Emily walking at the airport with a backpack on her back and her rolling suitcase with her bag of legs attached on top
Another fun challenge when flying is going through security. The TSA agents are not allowed to ask a person to remove their prosthesis, and although I have done it voluntarily in the past, that method doesn’t end up being faster than what I’m doing now. They also can’t make you take the shoe off your prosthesis because that can throw off a person’s alignment and create a fall risk. They fairly consistently swab my prosthesis, both shoes, and hands after I go through the machine to test for gunpowder, etc., so they usually just let me keep my shoes on when I go through the machine (once they realize I’m wearing a prosthesis). I am always friendly with the agents, but if it seems as though I’m the first amputee they’ve had come through their line I explain the process of testing my hands, shoes, and prosthesis to them so we can move the process along a little faster. This isn’t usually an issue in a busy airport like Denver, but I sometimes run into it when flying out of a smaller airport (like the one in Savannah this morning). On other thing to note is that I also wear clothes that show my prosthesis as that seems to make things go more smoothly. As an aside and relevant to non-amputees as well, I also don’t wear anything that requires a belt, wear minimum jewelry, and I make sure my liquids are on the top of my bag so they’re easy to pull out of my bag for security – these are strategies that have also allowed me to get through the line with more ease.

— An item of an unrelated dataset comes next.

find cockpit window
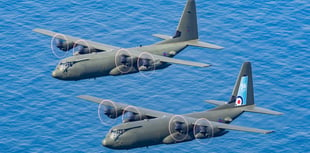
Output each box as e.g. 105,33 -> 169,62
58,62 -> 74,72
110,129 -> 125,140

Another additional potential challenge is overhead bin space. If the flight is full (when are they not these days) and I’m in a late boarding group, I will sometimes utilize the pre-boarding option so I can make sure I will have space in the overhead bin. This again goes to me not wanting to risk my legs being lost or delayed in transit. That said, I will also often offer to check my roller bag with my clothes and other items if they are seeking volunteers to check their bags at the gate because although I would be sad if my clothes (especially my Skirt Sports) were lost or delayed, those are much more easily replaceable than my legs.
In summary, be nice, know your rights, and pack strategically in a way that allows you to avoid checking your legs and also gives you the ability to move quickly through the airport and hopefully your next plane trip will go as smoothly as possible.